Financial frauds aren’t just prevalent in the financial markets. In fact, common people, who may not hail from a strong financial background, are more susceptible to falling prey to fraudsters.

As an investor, you may be relying on your financial adviser or broker for advice and making decisions based on the information they provide you with. However, these are the same people who can take you for a ride. Intentionally or not, brokers and advisers are capable of recommending fraudulent schemes to you.

With the aim to protect investors and maintain fair and orderly functioning of securities markets, the U.S. Congress created the Securities and Exchange Commission (SEC). It promotes the complete public disclosure of all financial deals so that it can protect investors like you against fraudulent and manipulative practices in the market.

Just like the SEC, the Financial Industry Regulatory Authority (FINRA) also monitors financial players and corporate takeover actions. So, in a situation where a dispute arises between your broker and yourself, it is the FINRA’s dispute resolution process that is considered as the first avenue taken before the SEC or federal courts get involved.

4 Tips To Help You Avoid Investment Fraud Traps

Practice the following tips to avoid getting trapped in investment fraud:

1. Pay Attention to Red Flags

Many investment scams are executed by unlicensed individuals who con investors by promising greater returns. They do so by selling unregistered securities that may be bundled together. You need to be extremely cautious before going for stocks, bonds, notes, hedge funds, and oil or gas deals. These are prime bank investments that may be drafted using financial jargons that you may not be comfortable with and can be easily used to keep you in the dark.

All investments use your hard-earned money and come with a degree of risk. Be suspicious of any financial broker or adviser who guarantees an investment that varies from the usual returns.

Decline any offer that is in the form of an unsolicited pitch to invest in a company and isn’t backed by authentic financial information from independent sources. Such schemes are referred to as “pump and dump” schemes and usually, target micro- or small-cap stocks.

2. Know Your Rights as an Investor

As an investor in the U.S., you can enjoy certain rights under federal and state law. The U.S. Department of Justice has specified all such rights. You can even check with your state attorney general to know about the state laws that apply to you. Make sure you are thorough with the North American Securities Administrators Association’s “Investor Bill of Rights.”
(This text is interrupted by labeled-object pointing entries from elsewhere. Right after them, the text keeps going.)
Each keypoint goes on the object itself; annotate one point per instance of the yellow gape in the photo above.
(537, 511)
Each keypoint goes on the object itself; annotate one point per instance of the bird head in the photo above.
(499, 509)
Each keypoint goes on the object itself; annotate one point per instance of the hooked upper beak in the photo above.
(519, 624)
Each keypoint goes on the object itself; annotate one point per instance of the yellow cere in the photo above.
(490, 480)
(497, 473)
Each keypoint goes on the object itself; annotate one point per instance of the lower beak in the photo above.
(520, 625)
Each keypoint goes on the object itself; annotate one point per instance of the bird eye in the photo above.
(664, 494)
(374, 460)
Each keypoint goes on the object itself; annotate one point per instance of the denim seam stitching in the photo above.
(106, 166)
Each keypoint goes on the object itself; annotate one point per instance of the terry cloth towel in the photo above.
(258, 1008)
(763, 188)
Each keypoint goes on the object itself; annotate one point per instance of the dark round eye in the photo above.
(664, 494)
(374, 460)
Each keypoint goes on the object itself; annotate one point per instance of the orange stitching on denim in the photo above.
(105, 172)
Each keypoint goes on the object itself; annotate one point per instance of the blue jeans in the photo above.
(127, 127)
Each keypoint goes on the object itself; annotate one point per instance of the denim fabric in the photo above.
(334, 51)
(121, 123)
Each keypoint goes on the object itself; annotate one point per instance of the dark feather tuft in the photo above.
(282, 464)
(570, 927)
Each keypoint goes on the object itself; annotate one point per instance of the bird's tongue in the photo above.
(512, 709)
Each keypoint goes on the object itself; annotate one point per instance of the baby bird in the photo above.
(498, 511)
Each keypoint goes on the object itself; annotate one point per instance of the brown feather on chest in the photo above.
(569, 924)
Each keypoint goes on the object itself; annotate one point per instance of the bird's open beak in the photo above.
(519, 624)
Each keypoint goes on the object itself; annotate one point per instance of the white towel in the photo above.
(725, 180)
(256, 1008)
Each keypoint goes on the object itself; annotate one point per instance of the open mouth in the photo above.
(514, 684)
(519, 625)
For instance, you should be able to discuss all your account problems with a representative or compliance department of the firm you’ve invested in and receive prompt attention to your concerns. Further, you should receive complete information about your investment, including the commissions, sales charges, transaction or redemption fees, and penalties. Violation of any of your rights can be treated as a crime, and you can file a lawsuit against that company.
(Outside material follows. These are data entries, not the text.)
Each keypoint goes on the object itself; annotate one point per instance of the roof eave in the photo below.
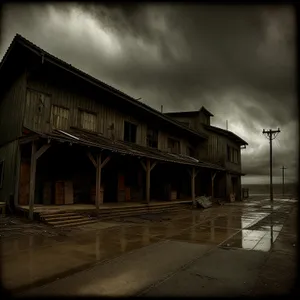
(59, 63)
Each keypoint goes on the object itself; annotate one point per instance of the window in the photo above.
(130, 132)
(59, 117)
(228, 153)
(1, 173)
(235, 156)
(173, 145)
(191, 152)
(152, 138)
(232, 155)
(87, 121)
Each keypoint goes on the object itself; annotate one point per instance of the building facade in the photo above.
(66, 137)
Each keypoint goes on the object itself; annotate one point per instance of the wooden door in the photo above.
(59, 192)
(24, 183)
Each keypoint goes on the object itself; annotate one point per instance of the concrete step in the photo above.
(62, 217)
(78, 223)
(60, 213)
(73, 221)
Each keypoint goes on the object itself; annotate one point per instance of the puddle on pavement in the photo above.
(252, 240)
3. Prepare an Investment File

Whether or not you are tricked by your advisor, you should start putting together an investment file for yourself. Collect all the documents concerning the schemes that you have invested in and keep them in a secure location.

Even if you cannot arrange for all the paperwork, ensure that you have at least the essential details. This will include your broker’s name, contact information, and the purported regulatory registration numbers used by him/her. Save a copy of all written communication exchanged between yourself and your broker.

Further, try to maintain a timeline of events, which may span many years. Remember to preserve a copy of your most recent credit report from all credit reporting companies, so that it can be presented as evidence of fraud, if needed.

4. Seek Legal Guidance

Be wary of all unsolicited emails and company news releases that highlight the financial information that should never be disclosed. Hire an experienced FINRA fraud attorney to determine the authenticity of the offers. Some attorneys may even help you understand a company’s business and its products or services.

Also, in case you’re a victim of a fraud, you may be able to recover some of your lost assets with the help of your attorney. Such professionals are experts in handling the process of dispute resolution. These matters can be resolved using legal methodologies like arbitration, mediation, or a civil lawsuit.

Financial fraud is a federal crime and can result in serious damage to your financial security. Investment fraudsters hone their persuasion techniques to trap investors and brokers with the most lucrative profiles. Take serious action against the scammers so that they are unable to take your money away from you.